# Help me pick out some seeds



## cruisor (May 21, 2015)

Okay I'm in the market for some seeds.  I do know that I want feminized seeds, makes the waiting much easier knowing that I'm dealing with female plants right from the start.

So I am going to go back to my Bubbleponics system and I want to grow something that won't get any taller than say around 30".  Is there a seed or strain that's noted for smaller plants.

Or perhaps I need to focus on just keeping the plants smaller right from the beginning.

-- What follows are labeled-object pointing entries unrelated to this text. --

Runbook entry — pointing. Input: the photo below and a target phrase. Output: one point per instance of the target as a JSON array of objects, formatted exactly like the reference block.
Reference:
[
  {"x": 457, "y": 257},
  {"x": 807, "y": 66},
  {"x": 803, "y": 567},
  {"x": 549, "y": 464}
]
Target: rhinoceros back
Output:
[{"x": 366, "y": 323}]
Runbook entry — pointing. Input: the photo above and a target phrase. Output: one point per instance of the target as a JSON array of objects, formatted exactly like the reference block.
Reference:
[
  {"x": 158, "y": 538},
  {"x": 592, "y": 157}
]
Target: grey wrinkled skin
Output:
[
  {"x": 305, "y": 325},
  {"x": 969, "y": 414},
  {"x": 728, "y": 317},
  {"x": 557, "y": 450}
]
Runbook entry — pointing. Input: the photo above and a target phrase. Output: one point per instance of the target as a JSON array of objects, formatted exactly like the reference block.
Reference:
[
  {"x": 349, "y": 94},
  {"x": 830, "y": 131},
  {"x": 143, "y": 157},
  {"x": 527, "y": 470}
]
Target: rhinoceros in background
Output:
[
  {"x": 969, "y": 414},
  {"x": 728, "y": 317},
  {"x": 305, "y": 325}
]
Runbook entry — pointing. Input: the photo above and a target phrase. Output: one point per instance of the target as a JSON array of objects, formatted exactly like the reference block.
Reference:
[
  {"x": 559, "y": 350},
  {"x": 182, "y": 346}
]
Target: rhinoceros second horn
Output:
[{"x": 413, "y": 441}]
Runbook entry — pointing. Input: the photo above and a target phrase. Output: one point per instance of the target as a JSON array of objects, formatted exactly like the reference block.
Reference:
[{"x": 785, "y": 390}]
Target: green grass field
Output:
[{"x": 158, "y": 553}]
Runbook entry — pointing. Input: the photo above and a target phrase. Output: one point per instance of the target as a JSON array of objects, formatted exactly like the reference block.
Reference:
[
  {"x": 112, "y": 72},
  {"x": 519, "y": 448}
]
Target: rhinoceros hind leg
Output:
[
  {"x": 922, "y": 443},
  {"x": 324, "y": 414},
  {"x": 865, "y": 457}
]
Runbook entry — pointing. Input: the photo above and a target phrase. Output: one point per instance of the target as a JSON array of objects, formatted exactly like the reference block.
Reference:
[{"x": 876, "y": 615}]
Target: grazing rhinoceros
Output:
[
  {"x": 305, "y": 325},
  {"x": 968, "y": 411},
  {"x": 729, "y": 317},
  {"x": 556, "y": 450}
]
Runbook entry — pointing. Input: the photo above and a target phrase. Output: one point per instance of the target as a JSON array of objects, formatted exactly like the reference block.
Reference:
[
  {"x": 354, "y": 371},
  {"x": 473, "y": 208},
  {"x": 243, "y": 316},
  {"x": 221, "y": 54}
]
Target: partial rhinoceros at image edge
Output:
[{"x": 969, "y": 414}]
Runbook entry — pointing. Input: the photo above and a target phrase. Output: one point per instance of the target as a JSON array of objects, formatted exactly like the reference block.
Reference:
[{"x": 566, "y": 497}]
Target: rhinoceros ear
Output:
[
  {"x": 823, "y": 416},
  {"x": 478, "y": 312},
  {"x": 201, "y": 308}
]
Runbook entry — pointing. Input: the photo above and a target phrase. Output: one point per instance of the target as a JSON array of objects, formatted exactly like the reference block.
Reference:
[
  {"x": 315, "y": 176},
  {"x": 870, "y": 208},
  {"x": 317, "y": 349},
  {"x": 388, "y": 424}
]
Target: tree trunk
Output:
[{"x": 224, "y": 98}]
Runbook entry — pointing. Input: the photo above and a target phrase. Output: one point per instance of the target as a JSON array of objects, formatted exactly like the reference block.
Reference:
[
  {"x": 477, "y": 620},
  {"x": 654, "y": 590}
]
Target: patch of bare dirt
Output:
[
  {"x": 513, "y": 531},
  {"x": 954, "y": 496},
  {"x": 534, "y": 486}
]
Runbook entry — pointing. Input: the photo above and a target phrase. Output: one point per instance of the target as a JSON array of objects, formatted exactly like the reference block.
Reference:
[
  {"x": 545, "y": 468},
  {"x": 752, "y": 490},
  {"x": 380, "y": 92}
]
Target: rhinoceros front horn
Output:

I also would like to know more about keeping the seedling from stretching so badly.  I started 3 seedlings a couple of weeks ago and I planted the seeds much deeper than I had before.  Even though they're stretching these did not have to be staked up.  I think I've stumbled upon how to keep from having to touch them and try staking them up so they won't fall down.  

I also discovered that by tying the bigger plants down and diverting the branches that they are very compliant and basically will do what you think you want.

So even though my last grow was not successful I learned a great deal and will have some super plants on the coming grow.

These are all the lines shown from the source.